Re: 2x filter + keep-alive regressions (1.7 affected)

Christopher Faulet Thu, 06 Jul 2017 14:01:56 -0700

Le 30/06/2017 à 22:09, Lukas Tribus a écrit :

Hello Christopher, William, Willy, et all!



Matt McDonagh reported a regression on discourse [1] in 1.7.6, that
causes haproxy to ignore "timeout http-keep-alive" when going through
filters (aka compression is enabled) and also causes logging to be
delayed.

Because timeouts are ignored and wrong timeouts strike, performance
issues are likely (as we don't close idle sessions as expected, we hit
maxconn sooner, etc).

The root cause are actually 2 different patches in 1.7 stable. This is
getting a bit complex here, because in 1.7 both patches cause
regressions, while in 1.8 only one of those 2 patches actually cause an
issue.


We are talking about:
2b553de BUG/MINOR: filters: Don't force the stream's wakeup when we wait in 
flt_end_analyze
c0c672a BUG/MINOR: http: Fix conditions to clean up a txn and to handle the 
next request


Repro config (I used netcat for a HTTP/1.1 request):

global
  maxconn 100
  log 10.0.0.4 syslog debug
defaults
  log global
  mode http
  option httplog
  option http-server-close
  #option http-keep-alive
  timeout connect 5s
  timeout client 10s
  timeout server 20s
  timeout http-keep-alive 1s
frontend myfrontend
  bind :80
  default_backend mybackend
backend mybackend
  compression algo gzip
  server www www.lan.ltri.eu:80


In v1.7.4 (everything fine):
"mode http-server-close":
   as expected (logs immediately, closes idle keep-alive at
   "timeout http-keep-alive")

"mode http-keep-alive":
   as expected (logs immediately, closes idle keep-alive at
   "timeout http-keep-alive")


In v1.7.5 (due to b0c3fd3b BUG/MINOR: filters: Don't force the stream's wakeup 
when we wait in flt_end_analyze):
"mode http-server-close":
   log stalled and keep-alive idle close at "timeout connect";
   ignores "timeout http-keep-alive"

"mode http-keep-alive":
   log stalled and keep-alive idle close at "timeout connect + client";
   ignores "timeout http-keep-alive"


In v1.7.6 (due to 73d071e BUG/MINOR: http: Fix conditions to clean up a txn and 
to handle the next request):
"mode http-server-close":
   log stalled and keep-alive idle close at "timeout client";
   ignores "timeout http-keep-alive"

"mode http-keep-alive":
   log stalled for "timeout server"; keep-alive stalled for
   "timeout server (then log) + timeout http-keep-alive"



As for 1.8:
Patches have been applied as per Author-Date, while in 1.7 the
patches have been applied in reverse order.

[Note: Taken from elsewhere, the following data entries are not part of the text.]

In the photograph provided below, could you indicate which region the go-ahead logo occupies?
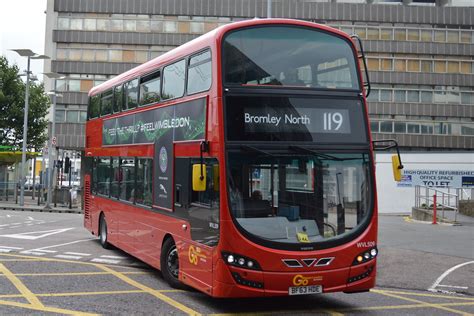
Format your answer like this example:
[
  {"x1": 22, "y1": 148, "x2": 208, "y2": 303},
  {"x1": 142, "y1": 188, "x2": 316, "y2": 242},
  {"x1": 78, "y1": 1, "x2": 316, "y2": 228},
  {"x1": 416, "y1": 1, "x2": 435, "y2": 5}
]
[
  {"x1": 188, "y1": 246, "x2": 207, "y2": 266},
  {"x1": 158, "y1": 146, "x2": 168, "y2": 173},
  {"x1": 293, "y1": 274, "x2": 323, "y2": 286}
]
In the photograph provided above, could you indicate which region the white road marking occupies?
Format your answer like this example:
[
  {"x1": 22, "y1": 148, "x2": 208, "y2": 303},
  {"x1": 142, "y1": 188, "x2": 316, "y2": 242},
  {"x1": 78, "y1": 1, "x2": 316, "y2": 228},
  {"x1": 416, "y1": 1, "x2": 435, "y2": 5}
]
[
  {"x1": 437, "y1": 284, "x2": 468, "y2": 290},
  {"x1": 91, "y1": 258, "x2": 120, "y2": 264},
  {"x1": 0, "y1": 227, "x2": 74, "y2": 240},
  {"x1": 29, "y1": 248, "x2": 57, "y2": 253},
  {"x1": 0, "y1": 246, "x2": 23, "y2": 253},
  {"x1": 31, "y1": 238, "x2": 94, "y2": 250},
  {"x1": 21, "y1": 250, "x2": 46, "y2": 256},
  {"x1": 428, "y1": 261, "x2": 474, "y2": 292},
  {"x1": 65, "y1": 251, "x2": 91, "y2": 256},
  {"x1": 54, "y1": 255, "x2": 82, "y2": 260},
  {"x1": 100, "y1": 256, "x2": 128, "y2": 259}
]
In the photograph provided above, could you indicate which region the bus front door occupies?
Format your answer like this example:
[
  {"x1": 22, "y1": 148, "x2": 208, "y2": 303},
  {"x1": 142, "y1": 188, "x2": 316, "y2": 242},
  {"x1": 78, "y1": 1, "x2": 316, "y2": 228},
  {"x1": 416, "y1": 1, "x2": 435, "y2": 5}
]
[{"x1": 174, "y1": 158, "x2": 219, "y2": 294}]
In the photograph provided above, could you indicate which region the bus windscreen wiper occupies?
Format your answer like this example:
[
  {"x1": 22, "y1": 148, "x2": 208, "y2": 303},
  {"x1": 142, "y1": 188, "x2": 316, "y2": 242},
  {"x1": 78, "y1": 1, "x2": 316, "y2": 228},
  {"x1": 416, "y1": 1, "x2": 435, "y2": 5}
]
[
  {"x1": 288, "y1": 146, "x2": 342, "y2": 161},
  {"x1": 240, "y1": 145, "x2": 275, "y2": 157}
]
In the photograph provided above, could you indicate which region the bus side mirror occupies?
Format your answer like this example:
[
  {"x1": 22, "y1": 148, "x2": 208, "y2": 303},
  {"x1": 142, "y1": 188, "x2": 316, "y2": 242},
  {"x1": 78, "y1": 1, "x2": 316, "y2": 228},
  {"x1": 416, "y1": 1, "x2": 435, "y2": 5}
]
[
  {"x1": 392, "y1": 155, "x2": 403, "y2": 182},
  {"x1": 193, "y1": 164, "x2": 206, "y2": 192},
  {"x1": 212, "y1": 165, "x2": 219, "y2": 192},
  {"x1": 372, "y1": 139, "x2": 403, "y2": 182}
]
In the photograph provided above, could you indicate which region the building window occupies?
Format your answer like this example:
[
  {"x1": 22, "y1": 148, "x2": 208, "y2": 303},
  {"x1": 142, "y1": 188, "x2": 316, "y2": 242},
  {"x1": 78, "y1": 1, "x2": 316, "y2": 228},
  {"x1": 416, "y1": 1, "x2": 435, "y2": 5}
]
[
  {"x1": 66, "y1": 110, "x2": 79, "y2": 123},
  {"x1": 421, "y1": 91, "x2": 433, "y2": 103},
  {"x1": 407, "y1": 123, "x2": 420, "y2": 134},
  {"x1": 393, "y1": 122, "x2": 407, "y2": 134},
  {"x1": 407, "y1": 90, "x2": 420, "y2": 103},
  {"x1": 394, "y1": 90, "x2": 407, "y2": 103},
  {"x1": 164, "y1": 21, "x2": 178, "y2": 33},
  {"x1": 380, "y1": 89, "x2": 392, "y2": 102},
  {"x1": 54, "y1": 110, "x2": 66, "y2": 123}
]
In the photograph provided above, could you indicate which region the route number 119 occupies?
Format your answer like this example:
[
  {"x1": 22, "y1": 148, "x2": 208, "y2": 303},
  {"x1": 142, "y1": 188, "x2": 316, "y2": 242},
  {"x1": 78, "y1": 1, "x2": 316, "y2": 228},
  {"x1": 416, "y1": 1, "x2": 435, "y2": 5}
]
[{"x1": 323, "y1": 112, "x2": 343, "y2": 131}]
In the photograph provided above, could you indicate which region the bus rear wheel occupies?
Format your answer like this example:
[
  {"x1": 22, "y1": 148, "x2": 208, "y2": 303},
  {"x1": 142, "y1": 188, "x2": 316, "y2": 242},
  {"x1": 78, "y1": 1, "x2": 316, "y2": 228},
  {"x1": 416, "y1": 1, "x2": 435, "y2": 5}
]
[
  {"x1": 160, "y1": 238, "x2": 186, "y2": 289},
  {"x1": 99, "y1": 214, "x2": 112, "y2": 249}
]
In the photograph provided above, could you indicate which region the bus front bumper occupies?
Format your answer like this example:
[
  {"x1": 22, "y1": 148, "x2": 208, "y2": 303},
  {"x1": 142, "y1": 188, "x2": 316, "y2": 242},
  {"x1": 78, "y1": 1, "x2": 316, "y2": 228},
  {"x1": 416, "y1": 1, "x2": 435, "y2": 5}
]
[{"x1": 212, "y1": 260, "x2": 376, "y2": 297}]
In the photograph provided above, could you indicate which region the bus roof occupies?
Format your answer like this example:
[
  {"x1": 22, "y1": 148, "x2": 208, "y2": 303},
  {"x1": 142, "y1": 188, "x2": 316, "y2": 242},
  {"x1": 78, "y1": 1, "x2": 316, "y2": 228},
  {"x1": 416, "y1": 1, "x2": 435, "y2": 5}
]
[{"x1": 89, "y1": 18, "x2": 350, "y2": 96}]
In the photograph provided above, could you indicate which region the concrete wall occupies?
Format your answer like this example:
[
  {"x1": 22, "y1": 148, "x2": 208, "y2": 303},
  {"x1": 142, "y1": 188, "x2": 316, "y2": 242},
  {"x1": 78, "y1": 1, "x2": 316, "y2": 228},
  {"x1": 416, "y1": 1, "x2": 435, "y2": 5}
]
[{"x1": 375, "y1": 152, "x2": 474, "y2": 213}]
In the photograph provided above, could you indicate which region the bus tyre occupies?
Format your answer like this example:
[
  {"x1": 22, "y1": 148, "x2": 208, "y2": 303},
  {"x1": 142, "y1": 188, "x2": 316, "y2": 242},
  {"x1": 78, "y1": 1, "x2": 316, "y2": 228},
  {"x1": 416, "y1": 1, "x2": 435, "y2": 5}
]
[
  {"x1": 99, "y1": 214, "x2": 112, "y2": 249},
  {"x1": 160, "y1": 238, "x2": 185, "y2": 289}
]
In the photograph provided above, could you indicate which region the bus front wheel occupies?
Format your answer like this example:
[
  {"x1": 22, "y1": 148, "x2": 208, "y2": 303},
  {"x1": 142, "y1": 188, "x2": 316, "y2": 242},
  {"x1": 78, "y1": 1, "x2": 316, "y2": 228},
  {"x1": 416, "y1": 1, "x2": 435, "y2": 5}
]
[
  {"x1": 160, "y1": 238, "x2": 185, "y2": 289},
  {"x1": 99, "y1": 214, "x2": 111, "y2": 249}
]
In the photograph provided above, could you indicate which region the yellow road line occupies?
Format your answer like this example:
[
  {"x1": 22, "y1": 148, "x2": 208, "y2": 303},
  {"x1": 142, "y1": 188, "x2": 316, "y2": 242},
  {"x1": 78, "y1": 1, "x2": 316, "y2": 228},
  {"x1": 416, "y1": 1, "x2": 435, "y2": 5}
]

"BUG/MINOR: http: Fix conditions to clean up a txn and to handle the next 
request"
  -> does not cause issues in 1.8

"BUG/MINOR: filters: Don't force the stream's wakeup when we wait in 
flt_end_analyze"
  -> has the same effect as in 1.7(.6).


The 1.6/1.5 situation is unkown at this time.


Let me know if something is unclear (I'm almost certain it is) ...



cheers,
lukas


[1] http://discourse.haproxy.org/t/keep-alive-behaviour-change-since-1-7-6/1390


Hi guys,

Attached patches should fix this bug. The real fix is in the last one.But all the 3 must be backported in 1.7. I made tests with the Lukasconfig and http-keep-alive timeout is now respected. But because filtersseems to generate many bugs these last weeks, a double check is welcomed :)


Many thanks Lukas.

--
Christopher Faulet

>From 6b6d17a120b1af9500d530403963adb4cf43d59b Mon Sep 17 00:00:00 2001
From: Christopher Faulet <cfau...@haproxy.com>
Date: Thu, 6 Jul 2017 15:49:30 +0200
Subject: [PATCH 1/3] BUG/MINOR: stream: Don't forget to remove CF_WAKE_ONCE
 flag on response channel

This flag can be set on a channel to pretend there is activity on it. This is a
way to wake-up the corresponding stream and evaluate stream analyzers on the
channel. It is correctly handled on both channels but removed only on the
request channel.

This patch is flagged as a bug but for now, CF_WAKE_ONCE is never set on the
response channel.
---
 src/stream.c | 1 +
 1 file changed, 1 insertion(+)

diff --git a/src/stream.c b/src/stream.c
index 4e34f38..1aa5475 100644
--- a/src/stream.c
+++ b/src/stream.c
@@ -1881,6 +1881,7 @@ struct task *process_stream(struct task *t)
 
 		rp_cons_last = si_f->state;
 		rp_prod_last = si_b->state;
+		res->flags &= ~CF_WAKE_ONCE;
 		rpf_last = res->flags;
 
 		if ((res->flags ^ flags) & CF_MASK_STATIC)
-- 
2.9.4

>From 8868eedf682b978082c46179faffa49919735d61 Mon Sep 17 00:00:00 2001
From: Christopher Faulet <cfau...@haproxy.com>
Date: Thu, 6 Jul 2017 15:51:35 +0200
Subject: [PATCH 2/3] BUG/MINOR: http: Don't reset the transaction if there are
 still data to send

To reset an HTTP transaction, we need to be sure all data were sent, for the
request and the response. There are tests on request and response buffers for
that in http_resync_states function. But the return code was wrong. We must
return 0 to wait.

This patch must be backported in 1.7
---
 src/proto_http.c | 16 +++++++++-------
 1 file changed, 9 insertions(+), 7 deletions(-)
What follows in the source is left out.